In July Brussels slashed its growth forecasts for the EU economy, warning that longer than anticipated coronavirus lockdowns in many countries would cause a “significantly” deeper recession this year than it had previously predicted. 

The commission also lowered its forecast for a potential economic rebound in 2021, estimating growth of 5.8 per cent next year, down from a previous forecast of 6.1 per cent.

Mr Dombrovskis noted that those forecasts were based on a scenario in which there was no major resurgence of Covid-19. But since then there has been a fresh uptick of coronavirus cases in a number of EU countries including Spain, Germany and Belgium. 

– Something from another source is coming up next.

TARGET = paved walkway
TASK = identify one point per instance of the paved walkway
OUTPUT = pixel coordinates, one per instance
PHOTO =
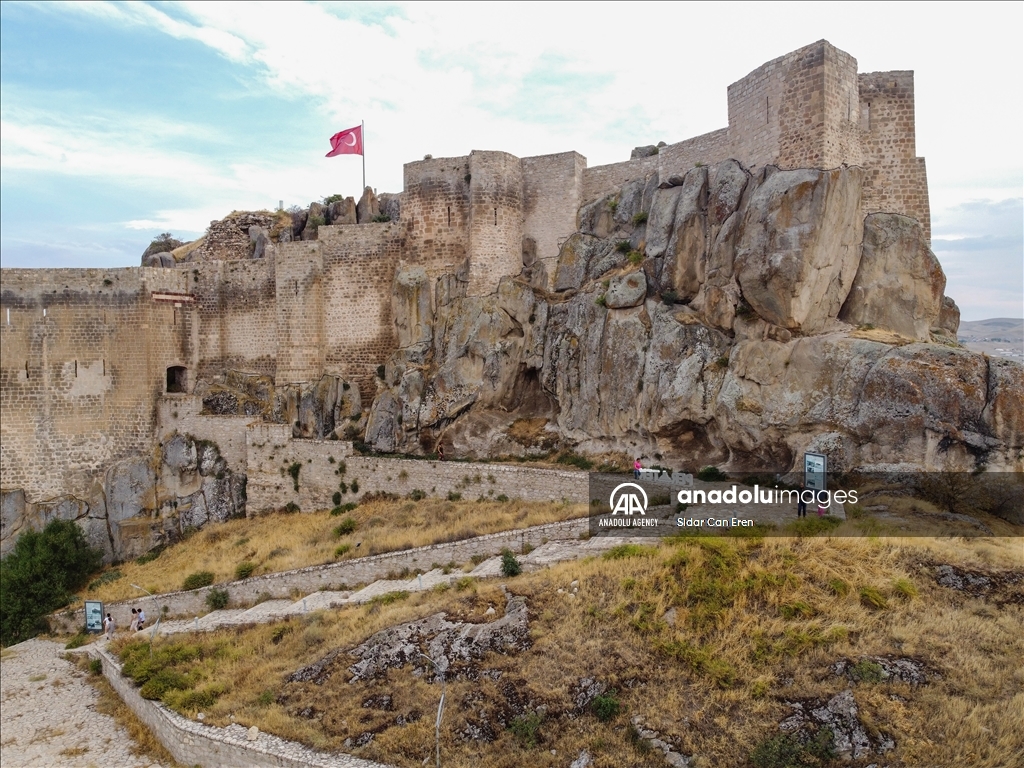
(48, 714)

“The current situation is relatively uncertain . . . we will need to see how the epidemiological situation develops,” he said. 

Mr Dombrovskis also noted that the EU was in process of reviewing how the budget rules are enforced — an exercise delayed by the pandemic. While the rules are based around the core requirements for budget deficits to be smaller than 3 per cent of gross domestic product and public debt to be lower than 60 per cent of GDP, these basic tenets are surrounded by an evolving web of other requirements intended to ensure sound public finances.

The European Commission’s guidebook on how to apply the rules runs to 108 pages. 

Mr Dombrovskis said that a particular focal point of the review, launched in February, would be how to reduce reliance on metrics measuring the output gap between an economy’s performance and its potential, and its structural balance, a metric that tries to strip out the effects of the economic cycle when measuring a country’s deficit. 

The commissioner said that there “seems to be consensus emerging” to move away from both measures on the grounds that they are overly complex, volatile and difficult to apply in a crisis.

“So there is a scope for a simplification,” he said, noting that the European Fiscal Board, a group of experts tasked with monitoring the implementation of the rules, had already recommended the changes. 

Another area being studied by the commission is the introduction of a limited golden rule that would exclude some specific growth-enhancing expenditure from assessments of whether countries are respecting agreed spending limits.